Generate unique username from first and last name? - mysql

I've got a bunch of users in my database and I want to reset all their usernames to the first letter of their first name, plus their full last name. As you can imagine, there are some dupes. In this scenario, I'd like to add a "2" or "3" or something to the end of the username. How would I write a query to generate a unique username like this?
UPDATE user
SET username=lower(concat(substring(first_name,1,1), last_name), UNIQUETHINGHERE)

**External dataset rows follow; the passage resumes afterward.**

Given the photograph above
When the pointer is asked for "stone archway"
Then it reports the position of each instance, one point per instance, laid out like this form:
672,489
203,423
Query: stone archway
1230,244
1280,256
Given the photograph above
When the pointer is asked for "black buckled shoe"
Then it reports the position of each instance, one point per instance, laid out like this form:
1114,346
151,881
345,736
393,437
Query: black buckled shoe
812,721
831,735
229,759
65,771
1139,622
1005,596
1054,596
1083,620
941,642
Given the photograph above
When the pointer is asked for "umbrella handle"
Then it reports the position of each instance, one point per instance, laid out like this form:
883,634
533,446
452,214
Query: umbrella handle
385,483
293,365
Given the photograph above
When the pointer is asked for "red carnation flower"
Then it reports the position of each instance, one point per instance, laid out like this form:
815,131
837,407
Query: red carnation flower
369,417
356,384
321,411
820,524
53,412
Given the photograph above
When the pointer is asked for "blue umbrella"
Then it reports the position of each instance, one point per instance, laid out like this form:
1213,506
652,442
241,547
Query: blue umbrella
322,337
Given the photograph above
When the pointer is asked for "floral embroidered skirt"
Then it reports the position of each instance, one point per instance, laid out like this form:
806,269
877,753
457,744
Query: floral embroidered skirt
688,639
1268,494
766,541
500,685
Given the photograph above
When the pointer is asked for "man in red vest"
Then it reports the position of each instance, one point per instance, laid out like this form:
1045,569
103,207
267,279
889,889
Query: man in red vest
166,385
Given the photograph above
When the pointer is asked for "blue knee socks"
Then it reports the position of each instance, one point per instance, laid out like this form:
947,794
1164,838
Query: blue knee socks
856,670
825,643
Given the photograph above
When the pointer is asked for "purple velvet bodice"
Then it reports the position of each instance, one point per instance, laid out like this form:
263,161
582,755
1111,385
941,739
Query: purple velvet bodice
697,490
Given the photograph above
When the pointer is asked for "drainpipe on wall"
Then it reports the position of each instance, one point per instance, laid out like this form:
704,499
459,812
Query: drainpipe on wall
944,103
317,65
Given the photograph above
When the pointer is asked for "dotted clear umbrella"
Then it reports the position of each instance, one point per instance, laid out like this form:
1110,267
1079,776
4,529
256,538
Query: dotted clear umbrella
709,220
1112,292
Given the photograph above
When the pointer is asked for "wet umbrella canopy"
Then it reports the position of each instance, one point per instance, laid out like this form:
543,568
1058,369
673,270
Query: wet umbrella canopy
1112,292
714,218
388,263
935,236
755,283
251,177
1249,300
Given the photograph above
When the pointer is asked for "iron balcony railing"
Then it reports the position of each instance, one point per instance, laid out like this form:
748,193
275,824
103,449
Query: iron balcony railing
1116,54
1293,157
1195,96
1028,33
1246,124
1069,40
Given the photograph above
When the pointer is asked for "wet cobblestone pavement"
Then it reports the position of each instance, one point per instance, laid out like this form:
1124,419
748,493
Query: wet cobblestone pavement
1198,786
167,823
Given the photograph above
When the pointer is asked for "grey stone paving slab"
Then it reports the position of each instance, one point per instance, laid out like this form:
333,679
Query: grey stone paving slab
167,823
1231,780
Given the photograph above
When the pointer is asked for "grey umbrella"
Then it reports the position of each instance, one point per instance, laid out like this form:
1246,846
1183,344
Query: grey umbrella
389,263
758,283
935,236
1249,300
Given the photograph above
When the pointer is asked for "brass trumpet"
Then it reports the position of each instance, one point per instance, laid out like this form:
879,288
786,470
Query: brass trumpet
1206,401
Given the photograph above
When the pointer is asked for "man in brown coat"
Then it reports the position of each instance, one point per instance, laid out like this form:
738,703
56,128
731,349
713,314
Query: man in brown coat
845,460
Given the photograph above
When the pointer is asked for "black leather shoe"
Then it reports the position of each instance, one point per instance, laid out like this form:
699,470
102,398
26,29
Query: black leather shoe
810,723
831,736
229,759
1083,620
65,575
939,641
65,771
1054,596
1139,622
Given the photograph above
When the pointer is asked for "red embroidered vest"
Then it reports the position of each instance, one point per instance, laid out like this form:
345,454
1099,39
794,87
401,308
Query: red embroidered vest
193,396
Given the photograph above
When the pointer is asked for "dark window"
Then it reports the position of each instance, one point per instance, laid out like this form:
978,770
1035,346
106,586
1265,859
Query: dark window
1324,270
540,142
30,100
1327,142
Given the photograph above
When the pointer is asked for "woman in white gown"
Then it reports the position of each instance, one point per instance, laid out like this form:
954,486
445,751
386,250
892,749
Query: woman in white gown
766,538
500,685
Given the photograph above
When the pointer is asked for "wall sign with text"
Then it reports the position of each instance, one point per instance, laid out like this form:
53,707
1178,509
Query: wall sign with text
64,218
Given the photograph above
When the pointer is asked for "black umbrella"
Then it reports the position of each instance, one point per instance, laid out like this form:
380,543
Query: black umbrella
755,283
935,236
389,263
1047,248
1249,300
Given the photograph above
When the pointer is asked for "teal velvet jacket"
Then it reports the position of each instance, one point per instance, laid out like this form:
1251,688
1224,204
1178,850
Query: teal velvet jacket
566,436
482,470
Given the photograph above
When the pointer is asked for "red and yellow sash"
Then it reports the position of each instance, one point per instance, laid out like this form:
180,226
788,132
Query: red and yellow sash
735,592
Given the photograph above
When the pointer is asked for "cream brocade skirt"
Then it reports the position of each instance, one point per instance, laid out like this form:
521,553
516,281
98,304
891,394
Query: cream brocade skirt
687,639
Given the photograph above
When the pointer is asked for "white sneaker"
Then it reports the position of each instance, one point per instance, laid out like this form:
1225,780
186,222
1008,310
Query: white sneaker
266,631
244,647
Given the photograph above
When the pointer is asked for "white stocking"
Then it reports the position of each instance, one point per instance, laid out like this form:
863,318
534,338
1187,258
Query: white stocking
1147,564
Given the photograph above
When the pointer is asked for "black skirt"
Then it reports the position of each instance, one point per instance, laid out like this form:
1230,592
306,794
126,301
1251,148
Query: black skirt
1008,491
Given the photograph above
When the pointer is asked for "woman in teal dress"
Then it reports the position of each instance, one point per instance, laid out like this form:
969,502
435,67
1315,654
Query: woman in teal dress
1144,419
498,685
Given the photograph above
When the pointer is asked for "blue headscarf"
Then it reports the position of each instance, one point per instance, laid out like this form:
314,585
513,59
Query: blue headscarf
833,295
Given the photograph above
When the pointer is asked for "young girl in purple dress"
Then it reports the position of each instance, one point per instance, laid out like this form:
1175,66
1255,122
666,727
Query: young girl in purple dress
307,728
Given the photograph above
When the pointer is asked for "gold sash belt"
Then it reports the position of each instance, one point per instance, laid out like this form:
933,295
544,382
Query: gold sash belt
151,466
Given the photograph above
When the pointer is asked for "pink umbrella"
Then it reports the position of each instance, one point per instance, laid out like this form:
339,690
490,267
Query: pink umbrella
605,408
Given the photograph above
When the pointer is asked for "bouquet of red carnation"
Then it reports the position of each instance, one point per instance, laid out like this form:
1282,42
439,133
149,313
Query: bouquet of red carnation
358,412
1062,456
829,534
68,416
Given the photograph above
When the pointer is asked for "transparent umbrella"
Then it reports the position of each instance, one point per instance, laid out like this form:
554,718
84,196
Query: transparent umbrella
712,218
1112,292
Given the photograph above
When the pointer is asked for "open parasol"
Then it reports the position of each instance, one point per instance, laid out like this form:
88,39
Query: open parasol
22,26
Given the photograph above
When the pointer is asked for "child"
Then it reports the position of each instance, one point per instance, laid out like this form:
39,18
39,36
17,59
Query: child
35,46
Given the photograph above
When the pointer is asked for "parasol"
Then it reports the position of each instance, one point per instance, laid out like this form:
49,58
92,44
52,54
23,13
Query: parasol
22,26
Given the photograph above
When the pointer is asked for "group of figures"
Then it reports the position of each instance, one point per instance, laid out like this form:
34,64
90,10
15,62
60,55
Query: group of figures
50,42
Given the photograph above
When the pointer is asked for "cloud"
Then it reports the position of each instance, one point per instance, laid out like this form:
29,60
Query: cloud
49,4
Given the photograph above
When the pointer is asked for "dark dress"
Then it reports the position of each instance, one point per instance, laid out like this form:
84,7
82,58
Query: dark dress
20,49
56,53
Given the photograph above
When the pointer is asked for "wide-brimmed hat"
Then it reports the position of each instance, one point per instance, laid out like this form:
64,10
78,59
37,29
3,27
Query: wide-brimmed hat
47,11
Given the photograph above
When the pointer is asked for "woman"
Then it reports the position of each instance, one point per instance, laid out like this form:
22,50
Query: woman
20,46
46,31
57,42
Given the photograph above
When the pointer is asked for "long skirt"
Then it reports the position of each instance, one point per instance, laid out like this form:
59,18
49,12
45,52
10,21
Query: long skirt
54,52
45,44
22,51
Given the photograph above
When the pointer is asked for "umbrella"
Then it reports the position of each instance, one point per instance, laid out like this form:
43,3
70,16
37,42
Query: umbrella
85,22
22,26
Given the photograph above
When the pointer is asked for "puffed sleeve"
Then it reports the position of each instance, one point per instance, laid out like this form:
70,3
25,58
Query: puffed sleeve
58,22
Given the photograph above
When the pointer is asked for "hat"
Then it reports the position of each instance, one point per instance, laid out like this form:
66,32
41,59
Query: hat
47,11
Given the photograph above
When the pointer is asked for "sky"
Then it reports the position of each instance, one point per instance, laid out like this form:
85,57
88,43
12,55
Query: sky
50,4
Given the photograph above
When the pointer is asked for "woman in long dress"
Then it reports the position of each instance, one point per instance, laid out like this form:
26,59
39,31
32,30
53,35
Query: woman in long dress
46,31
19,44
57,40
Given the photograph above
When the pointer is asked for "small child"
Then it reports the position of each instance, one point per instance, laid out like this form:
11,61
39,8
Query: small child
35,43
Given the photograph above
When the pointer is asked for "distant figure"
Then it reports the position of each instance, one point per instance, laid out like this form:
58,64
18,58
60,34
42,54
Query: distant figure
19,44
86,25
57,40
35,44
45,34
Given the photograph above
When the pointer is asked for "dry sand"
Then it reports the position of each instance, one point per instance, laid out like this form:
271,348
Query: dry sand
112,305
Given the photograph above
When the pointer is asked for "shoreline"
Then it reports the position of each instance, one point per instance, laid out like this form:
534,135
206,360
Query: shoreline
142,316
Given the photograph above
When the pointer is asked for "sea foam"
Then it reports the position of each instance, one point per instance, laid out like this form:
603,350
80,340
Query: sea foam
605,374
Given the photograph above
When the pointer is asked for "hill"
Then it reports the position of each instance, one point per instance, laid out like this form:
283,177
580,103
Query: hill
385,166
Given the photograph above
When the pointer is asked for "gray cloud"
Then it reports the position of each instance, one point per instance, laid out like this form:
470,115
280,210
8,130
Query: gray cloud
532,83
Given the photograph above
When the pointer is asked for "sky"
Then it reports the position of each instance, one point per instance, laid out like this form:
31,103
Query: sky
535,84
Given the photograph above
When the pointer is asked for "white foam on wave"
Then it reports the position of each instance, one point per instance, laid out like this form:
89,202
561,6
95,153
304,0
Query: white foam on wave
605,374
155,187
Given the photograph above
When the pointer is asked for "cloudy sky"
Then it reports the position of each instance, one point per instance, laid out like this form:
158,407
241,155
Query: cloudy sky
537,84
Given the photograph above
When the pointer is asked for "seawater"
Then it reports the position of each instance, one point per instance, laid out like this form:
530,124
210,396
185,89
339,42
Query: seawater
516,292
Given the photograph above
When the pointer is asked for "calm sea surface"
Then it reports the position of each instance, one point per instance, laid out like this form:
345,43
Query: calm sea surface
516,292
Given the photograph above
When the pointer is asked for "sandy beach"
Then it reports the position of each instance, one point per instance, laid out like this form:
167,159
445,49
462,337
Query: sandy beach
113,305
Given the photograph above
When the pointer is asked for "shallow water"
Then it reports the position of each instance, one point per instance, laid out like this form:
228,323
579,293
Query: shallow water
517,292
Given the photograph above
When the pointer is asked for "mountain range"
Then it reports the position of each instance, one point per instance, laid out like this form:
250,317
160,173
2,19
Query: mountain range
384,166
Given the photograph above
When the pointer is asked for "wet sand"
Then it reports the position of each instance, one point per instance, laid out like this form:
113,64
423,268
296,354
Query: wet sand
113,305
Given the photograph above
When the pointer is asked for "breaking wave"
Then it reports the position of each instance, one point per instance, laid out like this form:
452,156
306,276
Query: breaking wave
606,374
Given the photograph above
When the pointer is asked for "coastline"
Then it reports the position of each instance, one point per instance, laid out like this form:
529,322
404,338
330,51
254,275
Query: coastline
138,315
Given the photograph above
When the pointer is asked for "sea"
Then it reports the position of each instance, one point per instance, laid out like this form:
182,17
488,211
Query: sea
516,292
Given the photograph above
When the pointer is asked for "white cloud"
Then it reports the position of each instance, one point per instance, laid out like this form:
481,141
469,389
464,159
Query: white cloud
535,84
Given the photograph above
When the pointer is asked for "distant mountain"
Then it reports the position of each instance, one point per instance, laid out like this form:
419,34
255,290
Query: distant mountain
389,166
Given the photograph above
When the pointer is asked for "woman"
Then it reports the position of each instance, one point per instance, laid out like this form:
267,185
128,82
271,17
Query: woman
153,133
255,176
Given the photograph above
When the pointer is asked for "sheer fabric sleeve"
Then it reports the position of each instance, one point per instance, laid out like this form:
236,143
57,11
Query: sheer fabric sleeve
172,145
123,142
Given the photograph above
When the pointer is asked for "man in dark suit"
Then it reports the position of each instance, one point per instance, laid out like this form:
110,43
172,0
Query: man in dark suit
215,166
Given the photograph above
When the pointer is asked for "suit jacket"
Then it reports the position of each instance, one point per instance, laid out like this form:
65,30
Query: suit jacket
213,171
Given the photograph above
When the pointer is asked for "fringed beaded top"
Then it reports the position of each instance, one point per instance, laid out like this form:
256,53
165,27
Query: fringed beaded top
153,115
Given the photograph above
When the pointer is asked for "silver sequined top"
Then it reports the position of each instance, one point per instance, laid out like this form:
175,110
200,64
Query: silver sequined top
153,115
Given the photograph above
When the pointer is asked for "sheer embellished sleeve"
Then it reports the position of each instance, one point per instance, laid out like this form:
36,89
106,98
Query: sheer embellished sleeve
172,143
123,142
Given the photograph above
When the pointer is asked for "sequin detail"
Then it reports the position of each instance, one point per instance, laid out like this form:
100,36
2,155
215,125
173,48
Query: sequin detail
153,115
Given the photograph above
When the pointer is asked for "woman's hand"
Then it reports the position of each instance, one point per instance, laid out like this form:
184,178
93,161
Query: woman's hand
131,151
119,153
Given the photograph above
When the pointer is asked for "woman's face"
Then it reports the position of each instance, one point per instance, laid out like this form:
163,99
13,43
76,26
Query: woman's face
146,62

CREATE TABLE bar LIKE foo;
INSERT INTO bar (id,user,first,last)
(SELECT f.id,CONCAT(SUBSTRING(f.first,1,1),f.last,
(SELECT COUNT(*) FROM foo f2
WHERE SUBSTRING(f2.first,1,1) = SUBSTRING(f.first,1,1)
AND f2.last = f.last AND f2.id <= f.id
)),f.first,f.last from foo f);
DROP TABLE foo;
RENAME TABLE bar TO foo;
This relies on a primary key id, so for each record inserted into bar, we only count duplicates found in foo with id less than bar.id.
Given foo:
select * from foo;
+----+------+--------+--------+
| id | user | first | last |
+----+------+--------+--------+
| 1 | aaa | Roger | Hill |
| 2 | bbb | Sally | Road |
| 3 | ccc | Fred | Mount |
| 4 | ddd | Darren | Meadow |
| 5 | eee | Sharon | Road |
+----+------+--------+--------+
The above INSERTs into bar, resulting in:
select * from bar;
+----+----------+--------+--------+
| id | user | first | last |
+----+----------+--------+--------+
| 1 | RHill1 | Roger | Hill |
| 2 | SRoad1 | Sally | Road |
| 3 | FMount1 | Fred | Mount |
| 4 | DMeadow1 | Darren | Meadow |
| 5 | SRoad2 | Sharon | Road |
+----+----------+--------+--------+
To remove the "1" from the end of user names,
INSERT INTO bar (id,user,first,last)
(SELECT f3.id,
CONCAT(
SUBSTRING(f3.first,1,1),
f3.last,
CASE f3.cnt WHEN 1 THEN '' ELSE f3.cnt END),
f3.first,
f3.last
FROM (
SELECT
f.id,
f.first,
f.last,
(
SELECT COUNT(*)
FROM foo f2
WHERE SUBSTRING(f2.first,1,1) = SUBSTRING(f.first,1,1)
AND f2.last = f.last AND f2.id <= f.id
) as cnt
FROM foo f) f3)

As a two-parter:
SELECT max(username)
FROM user
WHERE username LIKE concat(lower(concat(substring(first_name,1,1),lastname), '%')
to retrieve the "highest" username for that name combo. Extract the numeric suffix, increment it, then insert back into the database for your new user.
This is racy, of course. Two users with the same first/last names might stomp on each other's usernames, depending on how things work out. You'd definitely want to sprinkle some transaction/locking onto the queries to make sure you don't have any users conflicting.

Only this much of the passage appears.